Au même moment se déroulent deux expériences d’électricité aux Etats-Unis et en France. A Brooklyn, quartier mythique de New York, des résidents s’essayent à la production, distribution et consommation d’énergies renouvelables via un réseau blockchain, en France, débute, dans la confusion, l’installation de 35 millions de compteurs intelligents.

La France, pays centralisé et dont la filière de l’énergie est bâtie en pyramide avec ses géants mondiaux producteurs d’électricité, équipementiers et distributeurs du secteur, vit actuellement un drame national qui fait son originalité. Un bras de fer entre industriels, chacun soutenant un protocole de communication, s’exprime actuellement à travers des médias, des conférences et autres réseaux sociaux.

L’enjeu est la communication des équipements dans les locaux résidentiels et tertiaires avec le compteur intelligent très attendu d’ERDF, le fameux Linky. Un compteur qui actuellement fait débat concernant « la sécurité des données, leur protection et sur le rayonnement électromagnétique du compteur sur la santé…».

La confusion des protocoles dans le bâtiment

Pour le profane, et même pour certains professionnels, il devient difficile de suivre les enjeux des protocoles promus et utilisés par Linky (KNX et ZigBee pour Linky), tellement les protocoles anciens et ceux plus récents, utilisés dans le bâtiment se bousculent par leur nombre, sans compter leurs évolutions. De KNX à EnOcean et deZigbee à Bluetooth BLE, sans oublier Lora ou SigFox, on ne sait plus qui fait quoi et pourquoi tel protocole a tels atouts par rapport à un autre.

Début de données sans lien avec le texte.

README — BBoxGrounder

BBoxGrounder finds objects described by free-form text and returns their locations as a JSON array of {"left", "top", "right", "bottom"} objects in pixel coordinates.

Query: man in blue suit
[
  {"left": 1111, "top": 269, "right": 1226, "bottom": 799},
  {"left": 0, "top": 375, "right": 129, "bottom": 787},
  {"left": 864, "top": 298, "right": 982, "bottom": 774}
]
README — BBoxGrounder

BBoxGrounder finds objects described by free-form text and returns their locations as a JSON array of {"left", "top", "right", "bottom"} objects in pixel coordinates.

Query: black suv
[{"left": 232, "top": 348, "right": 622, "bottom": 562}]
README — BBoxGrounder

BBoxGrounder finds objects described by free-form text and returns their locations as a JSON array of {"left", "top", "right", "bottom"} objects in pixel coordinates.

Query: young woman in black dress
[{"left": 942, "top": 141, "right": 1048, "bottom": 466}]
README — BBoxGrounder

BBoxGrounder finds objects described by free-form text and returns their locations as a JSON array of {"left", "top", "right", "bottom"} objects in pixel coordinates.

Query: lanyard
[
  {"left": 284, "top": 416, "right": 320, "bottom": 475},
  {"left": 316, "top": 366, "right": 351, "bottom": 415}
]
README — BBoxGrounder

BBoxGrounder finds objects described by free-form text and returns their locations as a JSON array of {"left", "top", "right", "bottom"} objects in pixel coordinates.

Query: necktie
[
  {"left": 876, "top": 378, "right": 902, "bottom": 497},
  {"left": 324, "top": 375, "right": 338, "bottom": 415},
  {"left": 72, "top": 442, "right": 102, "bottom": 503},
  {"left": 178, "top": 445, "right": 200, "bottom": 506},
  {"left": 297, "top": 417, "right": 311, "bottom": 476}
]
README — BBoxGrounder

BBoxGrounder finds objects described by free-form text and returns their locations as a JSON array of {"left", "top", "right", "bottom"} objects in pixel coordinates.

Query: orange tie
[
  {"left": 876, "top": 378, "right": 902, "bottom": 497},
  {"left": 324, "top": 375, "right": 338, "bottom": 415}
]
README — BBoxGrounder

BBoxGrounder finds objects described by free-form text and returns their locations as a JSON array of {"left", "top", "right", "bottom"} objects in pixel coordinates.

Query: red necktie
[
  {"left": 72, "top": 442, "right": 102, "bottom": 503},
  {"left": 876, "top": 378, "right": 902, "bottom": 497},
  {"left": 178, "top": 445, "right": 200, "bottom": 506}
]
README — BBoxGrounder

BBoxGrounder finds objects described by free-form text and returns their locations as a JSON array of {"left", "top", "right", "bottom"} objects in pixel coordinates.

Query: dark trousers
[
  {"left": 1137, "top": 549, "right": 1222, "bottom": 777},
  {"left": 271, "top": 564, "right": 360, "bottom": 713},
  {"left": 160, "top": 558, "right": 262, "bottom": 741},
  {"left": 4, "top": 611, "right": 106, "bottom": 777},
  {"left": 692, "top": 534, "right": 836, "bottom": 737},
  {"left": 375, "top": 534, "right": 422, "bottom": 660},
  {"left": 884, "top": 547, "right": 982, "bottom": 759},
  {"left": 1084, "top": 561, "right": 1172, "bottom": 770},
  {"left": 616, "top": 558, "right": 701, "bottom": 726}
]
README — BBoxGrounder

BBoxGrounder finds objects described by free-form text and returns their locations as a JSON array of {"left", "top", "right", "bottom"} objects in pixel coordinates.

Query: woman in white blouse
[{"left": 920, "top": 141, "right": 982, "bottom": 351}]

Avec le retard pris par l’installation du compteur Linky, dont 35 millions devraient être installé sur le territoire français, une telle confusion autour des protocoles au pays d’Edouard Branly, découvreur du principe de la radio conduction et celui de la télémécanique, fait pâle figure face à l’initiative soutenue par l’État de New York. Dans le quartier de Brooklyn, l’utilisation du système de réseau de partages Blockchain vise à permettre à des voisins d’un même quartier de se partager en pair à pair l’énergie solaire produite sur leurs toits.

Il est clair que cette expérience d’une énergie renouvelable en réseau distribué entre voisins, n’a pas encore l’efficacité de celle centralisée des grands énergéticiens, mais elle a la volonté de mettre en pratique une politique, une pensée de l’Etat de New York. Bref, des politiciens travaillent, là-bas, à reconstruire le réseau électrique (relativement défectueux), en tant que plate-forme distribuée, et entendent créer des incitations pour que les puissantes sociétés de services publics collaborent avec les innovateurs.

Il ne faut pas oublier que c’est à New York, lorsqu’ils se sont attelés à améliorer le réseau électrique de la ville, qu’Edison et Tesla se sont affrontés autour d’un sujet qui marquera à jamais la mémoire collective des électriciens du monde entier. Une empoignade qui a pour nom« la guerre des courants » où l’on verra Edison défendre le courant continu et Tesla l’alternatif. Plus d’un siècle plus tard, et en pleine transition énergétique et numérique, l’Etat de New York semble vouloir rester à la pointe de l’histoire de l’innovation en matière d’offre énergétique.

L’Etat de New York a un « Tsar de l’énergie »

Pour jeter les bases de cette politique énergétique, en 2013, le gouverneur Andrew Cuomo nomme celui qu’on surnomme le « Tsar de l’énergie », Richard Kauffman. Et une année après, ce dernier, fidèle à sa réputation, va engager une profonde réforme du réseau électrique de New York, en créant le concept de « Reforming the Energy Vision » (la réforme d’une vision de l’énergie) qui devient un sigle (REV), bouleversant le fonctionnement de toutes les administrations et entreprises de l’énergie de l’Etat vers un seul but : transformer le réseau électrique du territoire en une mosaïque de micro-réseaux, alimentés par et pour les citoyens de la région de New York.

En France, cette période d’incertitude énergétique, entre bagarre autour des protocoles et doute sur le compteur Linky, n’est-elle pas l’occasion d’ouvrir une réflexion autour des possibles relations entre un compteur comme Linky et un système présenté comme une innovation majeure, la blockchain ?

Cette dernière, dont les mécanismes ne sont certes pas encore faciles à appréhender, qui est une technologie de stockage et de transmission d’informations, transparente, sécurisée, fonctionnant sans organe central de contrôle, ne serait-elle pas un moyen efficace, pour assurer une gestion hautement sécurisée des données des Français qui demain auront chez eux un compteur Linky ? Ou bien la Blockchain ne risque-t-elle pas de balayer Linky ou tout au moins de le ramener au niveau, certes formidable en son temps, du Minitel.